Improve bisect-builds.ReleaseBuild

This CL made `get_rev_list` cache available for `ReleaseBuild`. And
reduced `gsutil` calls needed for ReleaseBuild._get_rev_list.
This CL also made `AndroidReleaseBuild` extend `ReleaseBuild`, as it
depends on additional options.

Bug: 356466871
Change-Id: I14f0b510e5efc87c6d376951f0bc748bb99497c5
Reviewed-on: https://chromium-review.googlesource.com/c/chromium/src/+/5771159
Reviewed-by: Dirk Pranke <dpranke@google.com>
Commit-Queue: Kuan Huang <kuanhuang@chromium.org>
Reviewed-by: Sven Zheng <svenzheng@chromium.org>
Cr-Commit-Position: refs/heads/main@{#1340652}
diff --git a/tools/bisect-builds.py b/tools/bisect-builds.py
index 4e34c4d..ad6dc6f 100755
--- a/tools/bisect-builds.py
+++ b/tools/bisect-builds.py
@@ -437,7 +437,7 @@
     return '[Bisect Exception]: %s\n' % self.args[0]
 
 
-def RunGsutilCommand(args, can_fail=False, verbose=False):
+def RunGsutilCommand(args, can_fail=False, ignore_fail=False):
   if not GSUTILS_PATH:
     raise BisectException('gsutils is not found in path.')
   if is_verbose:
@@ -464,12 +464,54 @@
       sys.exit(1)
     elif can_fail:
       return stderr
+    elif ignore_fail:
+      return stdout
     else:
       raise Exception('Error running the gsutil command:\n%s\n%s' %
                       (args, stderr))
   return stdout
 
 
+def GsutilList(*urls, ignore_fail=False):
+  """List GCloud Storage with URLs and return a list of paths.
+
+  This method lists all archive builds in a GCS bucket; it filters out invalid
+  archive builds or files.
+
+  Arguments:
+    * urls - one or more gs:// URLs
+    * ignore_fail - ignore gsutil command errors, e.g., 'matched no objects'
+
+  Return:
+    * list of paths that match the given URLs
+  """
+  # Get a directory listing with file sizes.
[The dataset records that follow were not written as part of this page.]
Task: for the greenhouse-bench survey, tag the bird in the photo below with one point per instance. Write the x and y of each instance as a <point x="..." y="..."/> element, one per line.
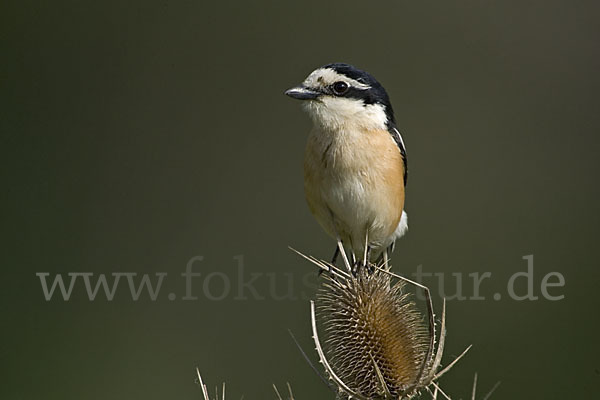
<point x="355" y="164"/>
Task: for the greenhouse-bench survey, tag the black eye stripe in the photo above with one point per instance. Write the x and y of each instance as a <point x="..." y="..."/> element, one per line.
<point x="340" y="88"/>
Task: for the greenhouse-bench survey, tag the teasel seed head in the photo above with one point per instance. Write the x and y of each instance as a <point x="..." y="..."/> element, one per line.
<point x="372" y="331"/>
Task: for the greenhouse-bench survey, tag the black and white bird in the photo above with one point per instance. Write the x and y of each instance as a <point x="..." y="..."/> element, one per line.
<point x="355" y="166"/>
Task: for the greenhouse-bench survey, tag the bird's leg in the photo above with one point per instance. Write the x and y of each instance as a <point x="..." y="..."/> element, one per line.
<point x="343" y="252"/>
<point x="386" y="260"/>
<point x="336" y="253"/>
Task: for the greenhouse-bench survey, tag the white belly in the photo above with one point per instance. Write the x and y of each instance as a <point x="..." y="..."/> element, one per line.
<point x="352" y="187"/>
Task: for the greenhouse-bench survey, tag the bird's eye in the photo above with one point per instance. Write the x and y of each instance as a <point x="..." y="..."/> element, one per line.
<point x="340" y="88"/>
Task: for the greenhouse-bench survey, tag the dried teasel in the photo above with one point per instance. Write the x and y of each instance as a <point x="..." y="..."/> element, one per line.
<point x="377" y="344"/>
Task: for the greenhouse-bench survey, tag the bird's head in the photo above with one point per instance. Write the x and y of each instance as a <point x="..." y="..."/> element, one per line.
<point x="339" y="96"/>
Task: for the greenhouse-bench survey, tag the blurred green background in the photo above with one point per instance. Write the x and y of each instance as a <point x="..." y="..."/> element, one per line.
<point x="136" y="135"/>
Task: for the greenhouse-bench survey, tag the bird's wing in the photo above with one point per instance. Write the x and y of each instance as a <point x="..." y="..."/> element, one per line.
<point x="398" y="139"/>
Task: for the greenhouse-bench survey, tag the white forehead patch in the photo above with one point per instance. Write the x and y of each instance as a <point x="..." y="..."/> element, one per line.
<point x="323" y="77"/>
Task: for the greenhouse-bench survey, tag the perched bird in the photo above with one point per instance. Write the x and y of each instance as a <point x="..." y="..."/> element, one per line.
<point x="355" y="165"/>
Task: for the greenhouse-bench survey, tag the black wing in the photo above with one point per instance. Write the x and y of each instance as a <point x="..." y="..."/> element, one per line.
<point x="398" y="139"/>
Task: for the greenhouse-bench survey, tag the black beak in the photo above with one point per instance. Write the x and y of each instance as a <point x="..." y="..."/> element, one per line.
<point x="302" y="93"/>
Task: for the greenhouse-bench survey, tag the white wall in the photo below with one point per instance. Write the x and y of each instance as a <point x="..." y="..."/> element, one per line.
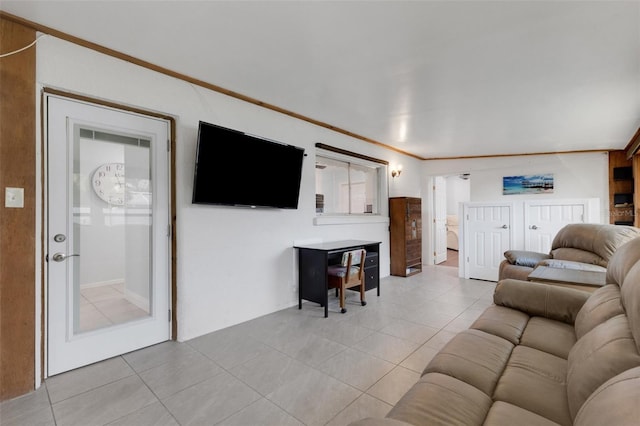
<point x="233" y="264"/>
<point x="576" y="175"/>
<point x="458" y="191"/>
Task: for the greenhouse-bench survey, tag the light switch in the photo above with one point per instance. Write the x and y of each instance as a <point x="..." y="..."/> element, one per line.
<point x="14" y="197"/>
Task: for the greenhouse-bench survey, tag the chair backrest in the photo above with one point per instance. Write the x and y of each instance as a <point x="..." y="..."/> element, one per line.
<point x="356" y="257"/>
<point x="353" y="261"/>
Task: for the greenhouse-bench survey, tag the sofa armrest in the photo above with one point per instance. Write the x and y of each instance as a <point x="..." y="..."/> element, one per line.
<point x="371" y="421"/>
<point x="525" y="258"/>
<point x="572" y="264"/>
<point x="536" y="299"/>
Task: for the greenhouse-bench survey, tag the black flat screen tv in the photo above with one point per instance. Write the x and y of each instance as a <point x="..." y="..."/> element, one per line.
<point x="237" y="169"/>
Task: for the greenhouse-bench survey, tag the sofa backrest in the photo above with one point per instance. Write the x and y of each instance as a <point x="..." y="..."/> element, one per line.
<point x="591" y="242"/>
<point x="606" y="302"/>
<point x="608" y="331"/>
<point x="630" y="292"/>
<point x="622" y="260"/>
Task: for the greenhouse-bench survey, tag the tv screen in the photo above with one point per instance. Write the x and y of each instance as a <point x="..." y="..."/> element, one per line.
<point x="236" y="169"/>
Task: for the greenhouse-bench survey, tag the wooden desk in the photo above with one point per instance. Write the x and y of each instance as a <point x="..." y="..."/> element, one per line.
<point x="588" y="280"/>
<point x="314" y="259"/>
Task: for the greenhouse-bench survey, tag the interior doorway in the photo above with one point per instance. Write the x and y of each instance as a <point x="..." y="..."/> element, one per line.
<point x="448" y="211"/>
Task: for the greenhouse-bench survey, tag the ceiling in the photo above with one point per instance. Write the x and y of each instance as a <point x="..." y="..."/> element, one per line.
<point x="434" y="79"/>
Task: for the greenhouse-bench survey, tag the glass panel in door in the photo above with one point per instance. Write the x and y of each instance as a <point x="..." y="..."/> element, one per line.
<point x="111" y="228"/>
<point x="108" y="233"/>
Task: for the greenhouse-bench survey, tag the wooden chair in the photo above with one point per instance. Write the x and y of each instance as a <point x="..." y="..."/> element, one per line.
<point x="348" y="274"/>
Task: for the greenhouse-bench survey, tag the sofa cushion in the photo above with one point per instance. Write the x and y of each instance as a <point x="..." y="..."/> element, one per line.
<point x="600" y="239"/>
<point x="525" y="258"/>
<point x="475" y="357"/>
<point x="578" y="255"/>
<point x="503" y="322"/>
<point x="503" y="413"/>
<point x="440" y="399"/>
<point x="535" y="381"/>
<point x="603" y="304"/>
<point x="536" y="299"/>
<point x="554" y="337"/>
<point x="615" y="402"/>
<point x="602" y="353"/>
<point x="507" y="270"/>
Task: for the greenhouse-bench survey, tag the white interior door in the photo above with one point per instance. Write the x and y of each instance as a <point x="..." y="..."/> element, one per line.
<point x="488" y="234"/>
<point x="543" y="219"/>
<point x="108" y="242"/>
<point x="440" y="218"/>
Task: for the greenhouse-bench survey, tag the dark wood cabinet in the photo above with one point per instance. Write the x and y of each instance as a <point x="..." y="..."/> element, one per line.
<point x="405" y="235"/>
<point x="621" y="189"/>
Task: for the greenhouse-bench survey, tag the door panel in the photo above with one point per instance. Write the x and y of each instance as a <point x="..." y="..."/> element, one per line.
<point x="543" y="220"/>
<point x="489" y="236"/>
<point x="108" y="240"/>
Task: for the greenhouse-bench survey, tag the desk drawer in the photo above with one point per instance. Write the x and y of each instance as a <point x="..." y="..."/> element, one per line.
<point x="371" y="259"/>
<point x="371" y="277"/>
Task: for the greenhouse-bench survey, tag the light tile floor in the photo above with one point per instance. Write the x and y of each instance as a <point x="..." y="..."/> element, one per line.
<point x="292" y="367"/>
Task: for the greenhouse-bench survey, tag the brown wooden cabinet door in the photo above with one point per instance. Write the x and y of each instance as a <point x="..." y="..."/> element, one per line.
<point x="406" y="235"/>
Typical output looks like:
+  #         7  2023-11-27T21:08:36Z  gs://.../LAST_CHANGE
+  # 144486938  2023-03-07T14:41:25Z  gs://.../full-build-win32_1113893.zip
+  # TOTAL: 114167 objects, 15913845813421 bytes (14.47 TiB)
+  # This lets us ignore empty .zip files that will otherwise cause errors.
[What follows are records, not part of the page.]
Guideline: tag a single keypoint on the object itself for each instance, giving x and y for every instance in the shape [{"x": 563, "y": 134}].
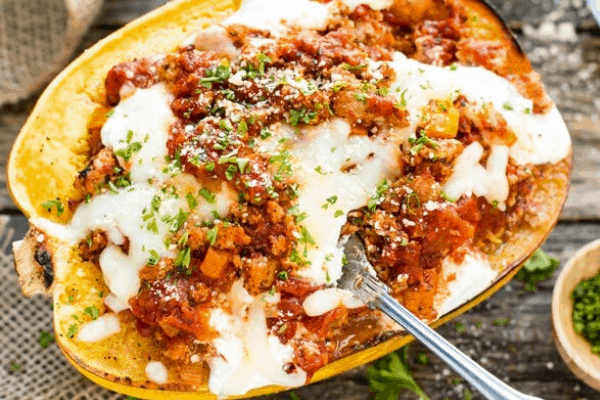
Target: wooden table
[{"x": 569, "y": 65}]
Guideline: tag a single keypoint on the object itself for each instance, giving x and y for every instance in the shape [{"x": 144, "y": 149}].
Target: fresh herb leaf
[
  {"x": 212, "y": 235},
  {"x": 538, "y": 268},
  {"x": 209, "y": 196},
  {"x": 45, "y": 339},
  {"x": 191, "y": 200},
  {"x": 389, "y": 375},
  {"x": 183, "y": 258},
  {"x": 154, "y": 258},
  {"x": 128, "y": 151}
]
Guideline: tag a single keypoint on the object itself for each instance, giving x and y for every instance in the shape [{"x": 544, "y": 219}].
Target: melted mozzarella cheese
[
  {"x": 466, "y": 281},
  {"x": 215, "y": 38},
  {"x": 145, "y": 117},
  {"x": 337, "y": 173},
  {"x": 103, "y": 327},
  {"x": 325, "y": 300},
  {"x": 278, "y": 16},
  {"x": 248, "y": 356},
  {"x": 114, "y": 304},
  {"x": 157, "y": 372},
  {"x": 541, "y": 138},
  {"x": 469, "y": 177}
]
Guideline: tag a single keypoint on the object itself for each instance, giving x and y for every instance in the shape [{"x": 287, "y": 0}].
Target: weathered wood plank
[
  {"x": 534, "y": 366},
  {"x": 514, "y": 12}
]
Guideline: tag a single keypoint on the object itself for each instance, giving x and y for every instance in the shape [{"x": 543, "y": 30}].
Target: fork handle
[{"x": 487, "y": 384}]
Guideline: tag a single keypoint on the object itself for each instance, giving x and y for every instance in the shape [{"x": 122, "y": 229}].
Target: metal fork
[{"x": 374, "y": 293}]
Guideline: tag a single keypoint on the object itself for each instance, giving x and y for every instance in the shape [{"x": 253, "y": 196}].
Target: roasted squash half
[{"x": 53, "y": 147}]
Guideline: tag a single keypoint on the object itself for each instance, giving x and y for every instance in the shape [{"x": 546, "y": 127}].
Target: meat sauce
[{"x": 407, "y": 235}]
+  stdout = RunGsutilCommand(['ls', '-l', *urls], ignore_fail=ignore_fail)
+  # Trim off the summary line that only happens with -l
+  lines = []
+  for line in stdout.splitlines():
+    parts = line.split(maxsplit=2)
+    if not parts[-1].startswith('gs://'):
+      continue
+    # Check whether there is a size field. For release builds the listing
+    # will be directories so there will be no size field.
+    if len(parts) > 1:
+      if ANDROID_INVALID_BUCKET in line:
+        continue
+      size = int(parts[0])
+      # Empty .zip files are 22 bytes. Ignore anything less than 1,000 bytes,
+      # but keep the LAST_CHANGE file since the code seems to expect that.
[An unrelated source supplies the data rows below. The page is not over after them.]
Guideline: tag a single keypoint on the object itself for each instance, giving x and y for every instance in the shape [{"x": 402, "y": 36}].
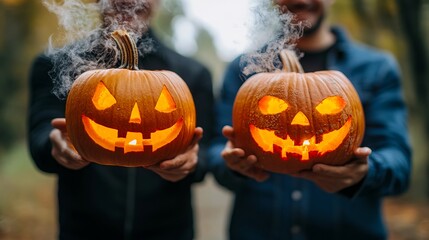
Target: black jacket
[{"x": 105, "y": 202}]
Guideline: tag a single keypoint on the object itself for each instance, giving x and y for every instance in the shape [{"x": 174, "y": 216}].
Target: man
[
  {"x": 326, "y": 202},
  {"x": 107, "y": 202}
]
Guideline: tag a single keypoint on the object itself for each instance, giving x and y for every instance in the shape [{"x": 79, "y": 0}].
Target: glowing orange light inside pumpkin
[
  {"x": 134, "y": 141},
  {"x": 267, "y": 139},
  {"x": 102, "y": 98},
  {"x": 108, "y": 138},
  {"x": 135, "y": 115},
  {"x": 331, "y": 105},
  {"x": 165, "y": 102},
  {"x": 272, "y": 105},
  {"x": 300, "y": 119}
]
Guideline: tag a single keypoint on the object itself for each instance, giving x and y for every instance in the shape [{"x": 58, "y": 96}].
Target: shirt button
[
  {"x": 295, "y": 229},
  {"x": 296, "y": 195}
]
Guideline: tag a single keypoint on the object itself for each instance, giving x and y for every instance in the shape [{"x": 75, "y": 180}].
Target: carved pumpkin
[
  {"x": 291, "y": 120},
  {"x": 129, "y": 117}
]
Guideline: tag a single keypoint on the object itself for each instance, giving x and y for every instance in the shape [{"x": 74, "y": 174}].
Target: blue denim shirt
[{"x": 284, "y": 207}]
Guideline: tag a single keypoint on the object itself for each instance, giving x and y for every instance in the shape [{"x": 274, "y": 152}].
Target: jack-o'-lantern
[
  {"x": 129, "y": 117},
  {"x": 291, "y": 120}
]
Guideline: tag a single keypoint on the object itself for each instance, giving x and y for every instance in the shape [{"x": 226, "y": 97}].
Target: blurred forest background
[{"x": 27, "y": 196}]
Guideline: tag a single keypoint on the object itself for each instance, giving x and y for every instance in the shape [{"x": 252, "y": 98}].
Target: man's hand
[
  {"x": 235, "y": 158},
  {"x": 62, "y": 149},
  {"x": 179, "y": 167},
  {"x": 335, "y": 178}
]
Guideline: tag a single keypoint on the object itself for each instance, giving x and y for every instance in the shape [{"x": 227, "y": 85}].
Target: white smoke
[
  {"x": 272, "y": 31},
  {"x": 85, "y": 40}
]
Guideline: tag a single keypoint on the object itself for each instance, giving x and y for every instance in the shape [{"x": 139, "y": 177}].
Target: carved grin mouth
[
  {"x": 133, "y": 142},
  {"x": 267, "y": 139}
]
+      if parts[-1].endswith('LAST_CHANGE') or size > 1000:
+        lines.append(parts[-1])
+    else:
+      lines.append(parts[-1])
+  return lines
+
+
 class ArchiveBuild(abc.ABC):
   """Base class for a archived build."""
 
@@ -631,75 +673,106 @@
 
 class ReleaseBuild(ArchiveBuild):
 
+  def __init__(self, options):
+    super().__init__(options)
+    self.good_revision = LooseVersion(self.good_revision)
+    self.bad_revision = LooseVersion(self.bad_revision)
+
   @property
   def build_type(self):
     return 'release'
 
   def _get_release_bucket(self):
-    if 'android' in self.platform:
-      if self.signed:
-        return ANDROID_RELEASE_BASE_URL_SIGNED
-      else:
-        return ANDROID_RELEASE_BASE_URL
     return RELEASE_BASE_URL
 
-  def _get_rev_list(self):
-    # Download the revlist and filter for just the range between good and bad.
-    minrev = min(self.good_revision, self.bad_revision)
-    maxrev = max(self.good_revision, self.bad_revision)
-    # Check against a version number that is many years in the future in order
-    # to detect when a revision number is passed instead of a version number.
-    if maxrev > LooseVersion('2000'):
-      raise BisectException('Max version of %s is too high. Be sure to use a '
-                            'version number, not revision number with release '
-                            'builds.' % maxrev)
-    build_numbers = PathContext.GsutilList(self._get_release_bucket())
+  def _get_rev_list(self, min_rev=None, max_rev=None):
+    # Get all build numbers in the build bucket.
+    build_numbers = []
     revision_re = re.compile(r'(\d+\.\d\.\d{4}\.\d+)')
-    build_numbers = [b for b in build_numbers if revision_re.search(b)]
+    for path in GsutilList(self._get_release_bucket()):
+      match = revision_re.search(path)
+      if match:
+        build_numbers.append(LooseVersion(match[1]))
+    # Filter the versions between min_rev and max_rev.
+    build_numbers = [
+        x for x in build_numbers
+        if (not min_rev or min_rev <= x) and (not max_rev or x <= max_rev)
+    ]
+    # Check if target archive build exists in batches.
+    # batch size is limited by maximum length for the command line. Which is
+    # 32,768 characters on Windows, which should be enough up to 400 files.
+    batch_size = 100
     final_list = []
-    parsed_build_numbers = [LooseVersion(x) for x in build_numbers]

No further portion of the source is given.